Science. Un géant marin vieux de 66 millions d’années découvert près de Khouribga
Dans les phosphates de la région de Khouribga, des chercheurs ont identifié une nouvelle espèce de mosasaure, un reptile marin géant qui vivait à l’époque des dinosaures. Long de plus de neuf mètres, l’animal comptait parmi les grands prédateurs des océans il y a 66 millions d’années.
Décrite dans une étude publiée le 4 mars 2026 dans la revue scientifique Diversity par les chercheurs Nicolas R. Longrich et Nour-Eddine Jalil, une nouvelle espèce de reptile marin préhistorique a été identifiée au Maroc. Baptisée Pluridens imelaki, elle appartenait aux mosasaures, de grands reptiles marins qui vivaient à l’époque des dinosaures.
Jusqu’ici, les scientifiques pensaient que les espèces de cette famille, appelée Halisaurinae, étaient plutôt de petite taille.
Le fossile a été découvert dans la région de Khouribga, à Sidi Chennane, dans les célèbres gisements de phosphates marocains. Il comprend un crâne presque complet, avec les mâchoires et les dents encore en place.
Selon les chercheurs, le crâne mesure environ 1,25 mètre, ce qui permet d’estimer que l’animal pouvait atteindre plus de neuf mètres de long, soit la taille d’un grand bus. Il rivalisait donc avec certains des plus grands prédateurs marins de son époque.
Un prédateur au profil anatomique distinct
Les scientifiques indiquent que Pluridens imelaki présentait plusieurs caractéristiques physiques inhabituelles. Il possédait notamment un museau long et étroit, ainsi que des mâchoires très allongées et fines.
La mandibule portait environ 25 petites dents recourbées vers l’arrière, une forme souvent associée à des prédateurs qui attrapent des proies glissantes. Les chercheurs pensent donc que ce reptile se nourrissait probablement de petits poissons ou de céphalopodes, comme les ancêtres des calmars et des poulpes.

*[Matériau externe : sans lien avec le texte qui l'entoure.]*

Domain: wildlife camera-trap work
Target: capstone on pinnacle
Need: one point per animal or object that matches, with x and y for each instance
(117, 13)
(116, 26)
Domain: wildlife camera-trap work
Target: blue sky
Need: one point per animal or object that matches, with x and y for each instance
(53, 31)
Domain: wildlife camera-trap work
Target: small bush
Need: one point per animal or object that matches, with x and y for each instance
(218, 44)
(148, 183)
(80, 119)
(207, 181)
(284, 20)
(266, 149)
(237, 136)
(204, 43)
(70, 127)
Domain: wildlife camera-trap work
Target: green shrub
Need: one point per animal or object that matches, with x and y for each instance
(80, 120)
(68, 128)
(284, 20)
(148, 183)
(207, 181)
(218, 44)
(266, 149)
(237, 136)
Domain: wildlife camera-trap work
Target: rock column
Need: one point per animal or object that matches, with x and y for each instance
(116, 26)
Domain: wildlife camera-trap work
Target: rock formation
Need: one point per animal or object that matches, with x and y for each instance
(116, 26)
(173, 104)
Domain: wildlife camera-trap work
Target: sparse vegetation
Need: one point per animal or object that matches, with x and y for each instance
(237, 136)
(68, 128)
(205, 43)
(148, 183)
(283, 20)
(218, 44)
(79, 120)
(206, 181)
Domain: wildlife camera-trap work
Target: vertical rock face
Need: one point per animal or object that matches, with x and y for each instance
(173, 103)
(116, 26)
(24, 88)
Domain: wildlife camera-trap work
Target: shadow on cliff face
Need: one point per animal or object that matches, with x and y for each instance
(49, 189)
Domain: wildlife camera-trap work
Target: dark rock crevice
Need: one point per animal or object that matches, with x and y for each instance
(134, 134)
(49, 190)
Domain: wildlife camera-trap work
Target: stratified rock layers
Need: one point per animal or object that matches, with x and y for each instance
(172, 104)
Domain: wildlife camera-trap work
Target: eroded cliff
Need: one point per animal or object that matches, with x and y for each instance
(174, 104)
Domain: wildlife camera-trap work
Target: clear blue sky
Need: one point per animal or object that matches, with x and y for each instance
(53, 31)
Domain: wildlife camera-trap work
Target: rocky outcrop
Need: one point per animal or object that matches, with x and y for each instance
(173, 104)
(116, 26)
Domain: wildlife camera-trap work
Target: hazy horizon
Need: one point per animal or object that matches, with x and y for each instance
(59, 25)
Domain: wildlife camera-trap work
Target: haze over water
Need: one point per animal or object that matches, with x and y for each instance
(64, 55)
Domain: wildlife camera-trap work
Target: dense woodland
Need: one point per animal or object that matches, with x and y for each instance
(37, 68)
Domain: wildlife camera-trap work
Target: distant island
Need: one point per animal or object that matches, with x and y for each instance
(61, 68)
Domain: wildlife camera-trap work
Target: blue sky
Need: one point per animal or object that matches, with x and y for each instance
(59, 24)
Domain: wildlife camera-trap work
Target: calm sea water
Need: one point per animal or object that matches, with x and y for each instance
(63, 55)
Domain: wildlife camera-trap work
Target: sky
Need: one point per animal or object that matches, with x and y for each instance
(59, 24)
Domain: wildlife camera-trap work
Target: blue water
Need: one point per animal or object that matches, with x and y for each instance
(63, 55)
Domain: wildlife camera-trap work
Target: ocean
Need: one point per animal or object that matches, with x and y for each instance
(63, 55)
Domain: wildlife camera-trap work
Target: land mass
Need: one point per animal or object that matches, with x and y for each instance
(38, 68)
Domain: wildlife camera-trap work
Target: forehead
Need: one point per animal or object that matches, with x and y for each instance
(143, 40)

Les analyses montrent aussi que cette espèce se distingue d’autres mosasaures proches, notamment par la forme de ses mâchoires, de ses orbites (les cavités des yeux) et de ses dents. Ces différences suggèrent que ces reptiles occupaient des rôles différents dans l’écosystème marin, un peu comme les prédateurs actuels se répartissent les proies dans l’océan.
Les phosphates marocains, un gisement fossilifère majeur
Les couches phosphatées du bassin d’Oulad Abdoun se sont formées au fond d’une mer peu profonde il y a environ 66 à 67 millions d’années, juste avant la disparition des dinosaures.
Ces gisements sont aujourd’hui considérés comme l’un des plus grands réservoirs de fossiles marins au monde. On y a retrouvé de nombreux restes de mosasaures, mais aussi de tortues marines, de requins, de poissons et d’autres reptiles marins.
À cette époque, les mosasaures étaient les grands prédateurs des océans, comparables aux requins ou aux orques d’aujourd’hui.
Une espèce exceptionnellement rare
Malgré l’abondance de fossiles dans ces gisements, les chercheurs soulignent que Pluridens imelaki semble extrêmement rare. Jusqu’à présent, un seul spécimen a été identifié parmi des centaines de fossiles de mosasaures retrouvés dans la région.
Pour les scientifiques, cette découverte montre que la diversité des mosasaures était probablement plus grande qu’on ne le pensait.
Elle confirme aussi l’importance scientifique mondiale des phosphates marocains, qui permettent de mieux comprendre la vie dans les océans juste avant la grande extinction qui a marqué la fin du Crétacé, il y a 66 millions d’années.
Les chercheurs estiment enfin que de nouvelles fouilles dans ces gisements pourraient encore révéler d’autres espèces inconnues, et éclairer davantage l’évolution des grands prédateurs marins qui régnaient sur les océans à l’époque des dinosaures.